The screenplay is based on a popular off-beat novel by Seth Grahame-Smith (Pride and Prejudice and Zombies). It juxtaposes a vampire story with the American Civil War. The energetic Abraham Lincoln: Vampire Hunter is a ridiculously wild anything-goes film that’s hard to take serious, earning a high place on the list of most shamefully Hollywood movies of the year.
Completely incoherent, the story surely takes place in an alternative universe because the Lincoln we meet in this adventure is nothing like the one we’ve encountered in history books. Benjamin Walker’s Lincoln is weak and dreary, unlike the real historical figure, a man with the good sense to create the Emancipation Proclamation.

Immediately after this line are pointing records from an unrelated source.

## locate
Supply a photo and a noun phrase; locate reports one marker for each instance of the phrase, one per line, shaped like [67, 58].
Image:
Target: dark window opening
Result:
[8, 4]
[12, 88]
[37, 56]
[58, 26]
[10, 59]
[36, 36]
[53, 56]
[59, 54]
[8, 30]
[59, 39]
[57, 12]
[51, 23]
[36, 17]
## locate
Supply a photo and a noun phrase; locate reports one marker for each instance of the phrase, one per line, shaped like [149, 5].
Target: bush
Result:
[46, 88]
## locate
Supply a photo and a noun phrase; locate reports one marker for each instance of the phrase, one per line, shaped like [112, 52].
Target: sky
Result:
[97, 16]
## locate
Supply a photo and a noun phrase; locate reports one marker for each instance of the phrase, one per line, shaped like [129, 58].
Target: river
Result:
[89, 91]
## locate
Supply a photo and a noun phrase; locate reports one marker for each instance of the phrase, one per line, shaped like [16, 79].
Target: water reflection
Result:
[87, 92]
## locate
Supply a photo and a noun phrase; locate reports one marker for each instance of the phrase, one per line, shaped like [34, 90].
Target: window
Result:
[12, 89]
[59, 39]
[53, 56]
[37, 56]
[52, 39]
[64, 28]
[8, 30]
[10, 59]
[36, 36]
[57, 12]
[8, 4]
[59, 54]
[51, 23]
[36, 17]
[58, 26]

A 10-year-old Lincoln watches his mother die an early death, a victim of a vampire. Abe swears revenge. Years later he comes face to face with the killer, but is unable to defend himself against the monster. Abe is rescued by a stranger, who teaches him the necessary skills to become a vampire hunter. His weapon of choice is an axe, which he uses to violently plow through a good number of vampires disguised as city folk. By day, Abraham studies law and works in a store, but by night he becomes a ruthless killer and a target for more notorious vampires.
There are a few sequences that verge on exciting, but the story cuts too quickly between characters and never takes a second to breathe. Abe’s romance story with Mary Todd is tedious, and worked into the story as an afterthought. The same can be said about his friendships with Speed and Will Johnson, his fellow huntsman. Everyone delivers a sub-par performance.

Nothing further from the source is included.